Bu vesile canım gençlere, meydanlara çıkan emeklilere, Yozgat’ta tarih yazan çiftçilerimize, çocuğunun geleceği için dayanışma sandıklarına koşan annelere, babalara, 7’den 70’e “egemenlik milletindir” diye ayağa kalkan hakikaten aziz, sahiden ulu, erdemli milletimize teşekkür ederim. Milletimize hayran olmamak mümkün değil. Dünya demokrasi tarihine geçecek günlerden geçiyoruz. Otoriter bir rejimi demokratik formüllerle değiştirip hak ettiği geleceği kuran bir millet nasıl olunur bunu da dünyaya göstereceğiz.
Heyecanımız yüksek, gençliğimiz var.
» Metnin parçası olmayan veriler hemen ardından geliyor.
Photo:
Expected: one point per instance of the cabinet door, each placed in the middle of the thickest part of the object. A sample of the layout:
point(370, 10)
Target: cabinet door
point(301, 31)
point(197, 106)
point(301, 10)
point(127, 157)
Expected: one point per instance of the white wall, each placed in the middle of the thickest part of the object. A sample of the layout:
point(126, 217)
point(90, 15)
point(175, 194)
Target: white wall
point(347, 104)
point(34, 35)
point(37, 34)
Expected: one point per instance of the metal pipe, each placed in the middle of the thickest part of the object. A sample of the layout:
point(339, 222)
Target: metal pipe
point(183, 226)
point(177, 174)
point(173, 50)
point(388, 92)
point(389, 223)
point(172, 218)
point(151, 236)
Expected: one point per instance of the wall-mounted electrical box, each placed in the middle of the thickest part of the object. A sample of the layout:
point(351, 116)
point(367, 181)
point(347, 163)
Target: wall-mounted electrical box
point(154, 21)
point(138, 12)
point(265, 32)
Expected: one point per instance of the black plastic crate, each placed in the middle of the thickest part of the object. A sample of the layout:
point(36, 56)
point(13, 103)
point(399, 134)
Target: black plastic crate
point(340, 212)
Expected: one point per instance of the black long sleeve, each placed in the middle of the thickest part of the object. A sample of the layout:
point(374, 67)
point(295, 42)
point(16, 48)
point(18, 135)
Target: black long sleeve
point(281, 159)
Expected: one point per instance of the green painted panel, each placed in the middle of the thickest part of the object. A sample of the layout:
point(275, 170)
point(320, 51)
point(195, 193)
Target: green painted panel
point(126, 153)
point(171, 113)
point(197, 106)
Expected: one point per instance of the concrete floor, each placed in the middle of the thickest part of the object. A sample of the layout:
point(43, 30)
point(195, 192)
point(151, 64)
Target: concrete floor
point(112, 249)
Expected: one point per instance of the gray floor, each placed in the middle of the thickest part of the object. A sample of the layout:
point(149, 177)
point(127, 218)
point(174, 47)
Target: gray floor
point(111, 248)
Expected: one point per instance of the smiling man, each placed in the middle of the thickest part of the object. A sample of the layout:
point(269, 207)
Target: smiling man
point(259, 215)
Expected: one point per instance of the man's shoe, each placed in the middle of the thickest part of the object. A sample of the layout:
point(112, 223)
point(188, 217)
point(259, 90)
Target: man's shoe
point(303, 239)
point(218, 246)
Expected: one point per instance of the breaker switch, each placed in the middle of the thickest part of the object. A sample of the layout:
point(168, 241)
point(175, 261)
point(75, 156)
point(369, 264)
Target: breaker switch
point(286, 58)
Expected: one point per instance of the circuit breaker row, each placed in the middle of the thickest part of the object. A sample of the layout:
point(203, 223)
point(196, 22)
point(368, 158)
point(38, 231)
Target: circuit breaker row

Ve inanıyorum bu gençler, bu mazlum halk uğradığımız haksızlığı görüyor. Haklı ve günahsız olmanın kıvancıyla alnımız açık başımız dik duruyoruz. Bu halka ve onun yüksek ferasetine hem hayran, hem minnettarız. Bu mecnun gömleğini yırtıp atacak bu halk..
Gelecek hoş günler yakın, asın bayrakları asın…
-Buradan sonrasına ait planlarınız nedir? Ne hayal ediyorsunuz?
Bu yalnız lakin eşsiz hoş ülkeyi aydınlık günlere kavuşturmak. Ülkemizin hukuk ve adaletin hakim olduğu özgür ve demokratik normlara oturmasını sağlamak, fakirin da yüzünün de güldüğü, çocukların yatağa aç girmediği, kentlerin yağmalanmadığı bir ülkeyi kurmak için daima birlikte çalışmak zorundayız. Hayalim bu.. Bu eşsiz ülke, bu hoş ve asil halk çok daha uygununu hak ediyor. İnanıyorum ki başaracağız. Biz kazanacağız. Bu asil halk kazanacak!